押し目のタイミングを掴むには、移動平均線も有効です。移動平均線とは、一定期間の平均株価をつないで表した線のことです。押し目のタイミングは、移動平均線と株価が交わった時だといわれます。交わるタイミングが来たら、速やかに取引を行いましょう。

「押し目」買いで利益を出す方法と注意点

トレンドラインや移動平均線を活用しても、押し目買いが必ずうまくいくわけではありません。株式投資を成功させるには、損失を大きくしないことが大切です。ここでは、押し目買いで注意するべき4つの点を解説します。

注意点1:押し目ではなく下落トレンドの転換点の可能性

押し目買いの注意点のひとつめは、下落トレンドへの転換期に投資してしまうケースです。押し目のつもりで下落トレンドの銘柄に投資した場合、株価は上がることなく含み損が増えていくケースがあります。

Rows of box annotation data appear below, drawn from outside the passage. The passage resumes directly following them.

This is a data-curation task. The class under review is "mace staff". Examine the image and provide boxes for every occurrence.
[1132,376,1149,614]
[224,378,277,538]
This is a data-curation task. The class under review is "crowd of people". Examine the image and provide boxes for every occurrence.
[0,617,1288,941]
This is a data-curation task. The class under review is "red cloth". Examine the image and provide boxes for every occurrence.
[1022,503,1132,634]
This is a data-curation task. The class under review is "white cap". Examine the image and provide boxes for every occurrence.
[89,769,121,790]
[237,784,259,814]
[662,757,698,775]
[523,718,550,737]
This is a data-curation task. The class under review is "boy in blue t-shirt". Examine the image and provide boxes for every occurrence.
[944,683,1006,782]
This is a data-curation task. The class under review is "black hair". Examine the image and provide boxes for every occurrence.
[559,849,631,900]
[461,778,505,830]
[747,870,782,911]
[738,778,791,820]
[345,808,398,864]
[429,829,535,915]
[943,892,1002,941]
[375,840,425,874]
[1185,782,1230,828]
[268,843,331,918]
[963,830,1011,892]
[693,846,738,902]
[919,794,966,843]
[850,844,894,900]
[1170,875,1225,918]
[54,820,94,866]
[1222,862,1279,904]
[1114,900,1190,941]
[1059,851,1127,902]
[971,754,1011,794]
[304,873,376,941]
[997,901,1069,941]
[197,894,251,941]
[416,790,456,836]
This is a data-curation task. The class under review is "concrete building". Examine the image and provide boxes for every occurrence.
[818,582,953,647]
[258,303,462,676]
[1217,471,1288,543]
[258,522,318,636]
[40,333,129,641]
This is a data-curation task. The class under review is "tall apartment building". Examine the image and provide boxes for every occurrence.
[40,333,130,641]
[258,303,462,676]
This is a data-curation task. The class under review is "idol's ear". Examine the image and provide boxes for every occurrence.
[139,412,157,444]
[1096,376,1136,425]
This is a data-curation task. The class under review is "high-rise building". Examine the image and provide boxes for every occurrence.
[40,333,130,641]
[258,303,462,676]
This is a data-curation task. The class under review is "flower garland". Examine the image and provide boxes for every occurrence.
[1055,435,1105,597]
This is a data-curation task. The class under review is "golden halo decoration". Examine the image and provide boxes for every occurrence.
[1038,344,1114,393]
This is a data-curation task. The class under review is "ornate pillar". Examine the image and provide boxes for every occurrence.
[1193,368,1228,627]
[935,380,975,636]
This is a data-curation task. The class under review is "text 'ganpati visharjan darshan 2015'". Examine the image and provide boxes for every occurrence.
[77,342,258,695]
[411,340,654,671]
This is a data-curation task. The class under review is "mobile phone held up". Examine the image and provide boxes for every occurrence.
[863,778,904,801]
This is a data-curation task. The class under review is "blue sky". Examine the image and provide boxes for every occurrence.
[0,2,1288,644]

下落トレンドに転換する時には、出来高(期間中に成立した売買の数量)が極端に減少するケースがあります。下落トレンドでの購入を避けるには、購入時に出来高も確認しましょう。

注意点2:「押し目買い」に失敗して「ナンピン買い」をして損失をふくらませる可能性

押し目買いの注意点の2つめは、押し目買いの失敗を挽回しようと「ナンピン買い」を行い、さらに損失を増やしてしまうケースです。ナンピン買いとは、保有している株が下落した際にさらに買い増すことで、平均取得価格を下げることを言います。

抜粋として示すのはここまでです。